I've noticed that she can be quite controlling at times, she gets annoyed when I want to go home from college before she finishes, If I don't see her everyday, If I do or say something that she doesn't like, if I talk to anyone when we are out, she has this absurd idea that everyones after me, she doesnt like me wearing low cut tops, or going out with anyone but her, I hardly have any friends left and basically I felt kinda trapped.

She has temporary accomodation at the mo but is moving into permanent round about July/August. This time she wants me to move in with her. I'm not to sure. I have spoke to her about these problems within the relationship and she said she will change. However, I was thinking of living at uni and when I broke the news the other day she totally flipped and said she couldnt live on her own coz she cant cope and that I'm a bitch and stuff :s-smilie: I was like ok...

I'm not heartless, I have been through this whole leaving home thing with her and have supported her, I have bought her things for the flat and visited everyday.

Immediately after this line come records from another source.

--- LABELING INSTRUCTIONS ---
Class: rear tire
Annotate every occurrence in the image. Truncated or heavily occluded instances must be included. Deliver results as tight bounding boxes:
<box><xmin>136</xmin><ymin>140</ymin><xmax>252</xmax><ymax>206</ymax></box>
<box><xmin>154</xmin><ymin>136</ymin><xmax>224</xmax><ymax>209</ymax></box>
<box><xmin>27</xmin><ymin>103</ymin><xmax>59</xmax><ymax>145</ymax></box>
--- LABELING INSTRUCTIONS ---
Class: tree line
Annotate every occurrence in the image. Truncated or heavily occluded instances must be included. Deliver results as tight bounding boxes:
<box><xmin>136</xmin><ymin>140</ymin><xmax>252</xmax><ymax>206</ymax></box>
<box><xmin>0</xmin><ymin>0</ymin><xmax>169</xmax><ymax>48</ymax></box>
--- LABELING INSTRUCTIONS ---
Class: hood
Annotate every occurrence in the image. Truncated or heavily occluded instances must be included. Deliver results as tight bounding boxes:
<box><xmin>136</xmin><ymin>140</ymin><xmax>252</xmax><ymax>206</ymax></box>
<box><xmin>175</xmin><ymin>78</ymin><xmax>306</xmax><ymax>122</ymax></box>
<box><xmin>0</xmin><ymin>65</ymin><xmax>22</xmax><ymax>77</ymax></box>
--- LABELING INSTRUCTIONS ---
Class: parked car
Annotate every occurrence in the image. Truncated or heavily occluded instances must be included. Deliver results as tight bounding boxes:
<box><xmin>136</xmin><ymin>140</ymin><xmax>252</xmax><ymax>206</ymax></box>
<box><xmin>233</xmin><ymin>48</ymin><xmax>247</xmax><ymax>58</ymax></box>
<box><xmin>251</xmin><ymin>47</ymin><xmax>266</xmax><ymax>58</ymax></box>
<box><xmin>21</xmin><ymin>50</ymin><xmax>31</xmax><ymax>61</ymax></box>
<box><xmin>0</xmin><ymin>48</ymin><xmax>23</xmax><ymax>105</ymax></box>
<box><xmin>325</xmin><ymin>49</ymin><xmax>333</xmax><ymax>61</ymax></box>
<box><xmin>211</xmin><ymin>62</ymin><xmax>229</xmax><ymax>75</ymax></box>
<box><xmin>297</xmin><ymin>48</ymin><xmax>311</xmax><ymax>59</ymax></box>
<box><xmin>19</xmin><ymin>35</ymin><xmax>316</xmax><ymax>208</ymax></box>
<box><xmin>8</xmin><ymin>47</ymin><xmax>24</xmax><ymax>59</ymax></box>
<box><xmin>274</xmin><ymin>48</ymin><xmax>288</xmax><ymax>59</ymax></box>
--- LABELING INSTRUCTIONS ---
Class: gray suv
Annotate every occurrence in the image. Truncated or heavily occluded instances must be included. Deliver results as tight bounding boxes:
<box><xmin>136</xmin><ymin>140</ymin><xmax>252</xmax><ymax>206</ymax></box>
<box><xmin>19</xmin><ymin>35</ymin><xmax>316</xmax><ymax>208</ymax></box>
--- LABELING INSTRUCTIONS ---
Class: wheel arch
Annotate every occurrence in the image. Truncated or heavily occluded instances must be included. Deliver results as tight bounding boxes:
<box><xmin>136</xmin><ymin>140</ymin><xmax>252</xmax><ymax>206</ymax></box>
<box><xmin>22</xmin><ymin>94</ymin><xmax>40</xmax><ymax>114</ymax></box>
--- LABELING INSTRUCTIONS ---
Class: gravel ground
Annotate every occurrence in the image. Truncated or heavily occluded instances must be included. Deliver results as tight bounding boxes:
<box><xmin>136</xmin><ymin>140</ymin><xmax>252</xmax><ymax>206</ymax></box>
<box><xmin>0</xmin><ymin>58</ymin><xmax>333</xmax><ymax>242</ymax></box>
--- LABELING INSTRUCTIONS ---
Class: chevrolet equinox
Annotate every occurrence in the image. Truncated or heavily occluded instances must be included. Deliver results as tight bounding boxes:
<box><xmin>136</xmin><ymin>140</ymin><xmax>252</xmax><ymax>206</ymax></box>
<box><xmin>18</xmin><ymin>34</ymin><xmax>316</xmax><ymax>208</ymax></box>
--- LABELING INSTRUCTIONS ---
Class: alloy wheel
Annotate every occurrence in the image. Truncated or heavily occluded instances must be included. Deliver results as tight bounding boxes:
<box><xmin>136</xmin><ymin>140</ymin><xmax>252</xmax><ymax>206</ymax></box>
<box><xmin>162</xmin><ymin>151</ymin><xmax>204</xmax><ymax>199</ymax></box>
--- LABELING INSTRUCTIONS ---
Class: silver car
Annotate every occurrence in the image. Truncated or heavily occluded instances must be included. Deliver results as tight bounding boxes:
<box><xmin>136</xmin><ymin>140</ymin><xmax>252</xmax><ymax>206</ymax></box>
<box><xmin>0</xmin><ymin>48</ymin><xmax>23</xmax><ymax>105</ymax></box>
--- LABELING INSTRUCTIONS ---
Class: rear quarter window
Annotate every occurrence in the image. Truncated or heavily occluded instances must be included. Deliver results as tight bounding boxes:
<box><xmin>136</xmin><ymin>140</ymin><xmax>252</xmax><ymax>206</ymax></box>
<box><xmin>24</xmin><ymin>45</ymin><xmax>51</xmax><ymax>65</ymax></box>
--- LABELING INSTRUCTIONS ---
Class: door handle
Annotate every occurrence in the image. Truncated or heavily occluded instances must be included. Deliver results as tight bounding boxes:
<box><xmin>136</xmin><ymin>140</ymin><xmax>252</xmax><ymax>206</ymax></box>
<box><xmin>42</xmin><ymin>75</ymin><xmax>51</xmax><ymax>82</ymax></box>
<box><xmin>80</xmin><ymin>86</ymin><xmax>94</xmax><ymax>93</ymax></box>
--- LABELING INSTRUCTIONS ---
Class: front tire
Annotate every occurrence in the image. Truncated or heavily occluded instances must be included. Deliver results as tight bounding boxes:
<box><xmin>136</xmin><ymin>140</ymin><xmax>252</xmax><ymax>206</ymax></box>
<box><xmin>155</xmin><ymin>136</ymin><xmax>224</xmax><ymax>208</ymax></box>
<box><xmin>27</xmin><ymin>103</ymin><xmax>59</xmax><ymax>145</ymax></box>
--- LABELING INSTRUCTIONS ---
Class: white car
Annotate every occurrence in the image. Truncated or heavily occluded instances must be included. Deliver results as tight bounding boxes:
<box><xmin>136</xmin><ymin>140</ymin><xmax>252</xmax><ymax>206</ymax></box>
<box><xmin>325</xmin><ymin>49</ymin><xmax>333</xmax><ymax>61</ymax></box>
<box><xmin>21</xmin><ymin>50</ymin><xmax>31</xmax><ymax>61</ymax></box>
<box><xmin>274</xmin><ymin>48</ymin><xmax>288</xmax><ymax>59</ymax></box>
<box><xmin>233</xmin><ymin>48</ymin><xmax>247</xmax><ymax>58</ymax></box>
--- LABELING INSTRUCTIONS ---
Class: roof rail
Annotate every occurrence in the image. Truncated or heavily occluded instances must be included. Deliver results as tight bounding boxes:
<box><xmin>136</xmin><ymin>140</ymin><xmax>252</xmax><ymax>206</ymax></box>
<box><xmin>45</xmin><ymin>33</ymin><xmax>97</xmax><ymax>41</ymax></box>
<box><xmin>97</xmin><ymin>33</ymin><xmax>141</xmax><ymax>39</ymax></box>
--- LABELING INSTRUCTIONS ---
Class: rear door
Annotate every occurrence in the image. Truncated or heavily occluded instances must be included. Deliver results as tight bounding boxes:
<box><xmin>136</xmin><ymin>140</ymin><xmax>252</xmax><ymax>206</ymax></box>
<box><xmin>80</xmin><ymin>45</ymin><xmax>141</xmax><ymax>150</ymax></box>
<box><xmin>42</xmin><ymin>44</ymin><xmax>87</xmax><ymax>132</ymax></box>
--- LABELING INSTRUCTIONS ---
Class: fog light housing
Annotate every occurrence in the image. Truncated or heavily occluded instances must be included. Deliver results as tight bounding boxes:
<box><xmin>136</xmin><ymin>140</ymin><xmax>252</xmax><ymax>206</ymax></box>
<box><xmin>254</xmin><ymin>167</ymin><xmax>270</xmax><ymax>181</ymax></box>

I just can't help but feel that all the weights on me and I can't cope :frown:

I'm not to sure about her changing...or the moving in thing for that matter.
What do you guys think??


Sorry its abit of an essay! :p:

Cheers xxxx

Reply 1

It seems to me that you really need to sit down with her and explain all of these things to her explicitly, namely that you won't always be able to see her everyday, you will occasionally want to go out with other people, and when out you will want to speak to people.

If you've been together for two years then there's obviously something holding you together, it seems to me that all you need to do is give yourselves a little more space and perhaps be a little less co-dependant.

Reply 2

wow. well none of this is your fault at all and it seems like she's kind of blaming you? sorry if i've got the wrong end of the stick :s-smilie:
are you living at home? and do you want to move in with her? i really think that you've got to do what you want in this situation and try not to think about what she wants you to do. don't let her make you unhappy, and don't let it affect other things that your doing like school work and uni because thats your whole life that you could be affecting. and even if it seems like you're going to be with her forever, you don't know what might happen and you have to make her fit you and not the other way round.
sorry for a bit of an essay in reply :P and i hope it helps a little bit even if its very garbled :smile:

Reply 3

I live at home at the moment and my original plans were to move into uni, but since she has been kicked out she wants me to live with her.

On some levels I feel selfish because I'd be leaving her after everything she has been through and on other levels I feel like she should be happy for me and let me get on with my life because it doesn't mean we can't be together.

Its putting a massive strain on my A Levels (I'm in last yr of college)

Its doing my head in. lol

Thanks for the replies peeps!

xxxx

Reply 4

It sounds like she's being protective, if you look at it objectively; you're the only thing she has at the moment in one sense.

I suggest, despite what she feels, if you want to go and live at university, do just that.